Anche Pizarro e Losado, gli sponsor della legge sulla legalizzazione della marijuana, hanno contribuito allo sviluppo della riforma della politica sulla droga. Losado ha affermato che un decreto del 2018 che imponeva multe per il possesso di determinate quantità di droga era già considerato incostituzionale perché “ignorava la giurisprudenza e violava i diritti fondamentali”.

Pizarro, dal canto suo, ha invitato a smettere di diffondere “disinformazione” sull’eliminazione della multa, affermando che il precedente della Corte ha stabilito la depenalizzazione del possesso da anni, ma il governo “continuerà a colpire, senza indugio, i narcotrafficanti e le mafie che hanno controllo degli stupefacenti”.

Dopo una recente visita negli Stati Uniti, il presidente colombiano ha ricordato di aver sentito l’odore della marijuana diffondersi per le strade di New York City, sottolineando l’ “enorme ipocrisia” delle vendite legali di cannabis che si stanno verificando nella nazione che ha lanciato decenni di guerra globale alla droga.
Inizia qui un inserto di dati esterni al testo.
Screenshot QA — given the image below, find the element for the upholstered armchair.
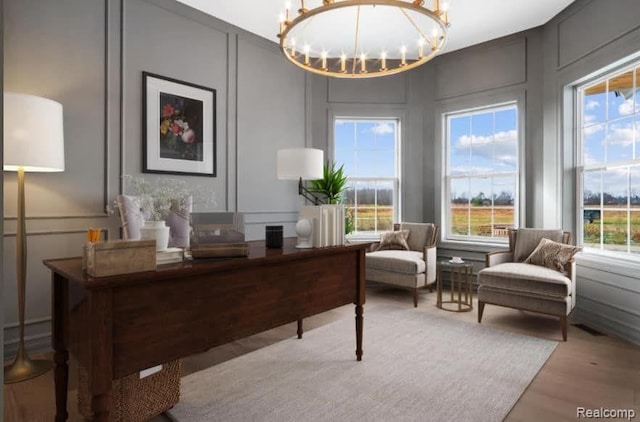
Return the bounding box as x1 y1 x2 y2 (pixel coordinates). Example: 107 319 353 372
366 223 438 307
478 228 578 341
117 195 192 248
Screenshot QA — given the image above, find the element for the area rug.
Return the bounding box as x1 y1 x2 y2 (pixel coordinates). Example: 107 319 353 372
169 307 557 422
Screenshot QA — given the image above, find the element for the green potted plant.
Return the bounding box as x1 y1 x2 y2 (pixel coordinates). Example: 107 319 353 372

Petro ha anche assunto un  ruolo guida alla Conferenza latinoamericana e caraibica sulla droga di settembre , sottolineando che Colombia e Messico “sono le maggiori vittime di questa politica”, paragonando la guerra alla droga a “un genocidio”. L’anno scorso, Petro  ha tenuto un discorso in un incontro delle Nazioni Unite (ONU) , esortando i paesi membri a cambiare radicalmente il loro approccio alla politica sulla droga e a sciogliersi con il proibizionismo.

Ha anche parlato della  prospettiva di legalizzare la marijuana in Colombia  come mezzo per ridurre l’influenza del mercato illecito. E ha segnalato che il cambiamento di politica dovrebbe essere seguito dal rilascio delle persone che sono attualmente in prigione per cannabis.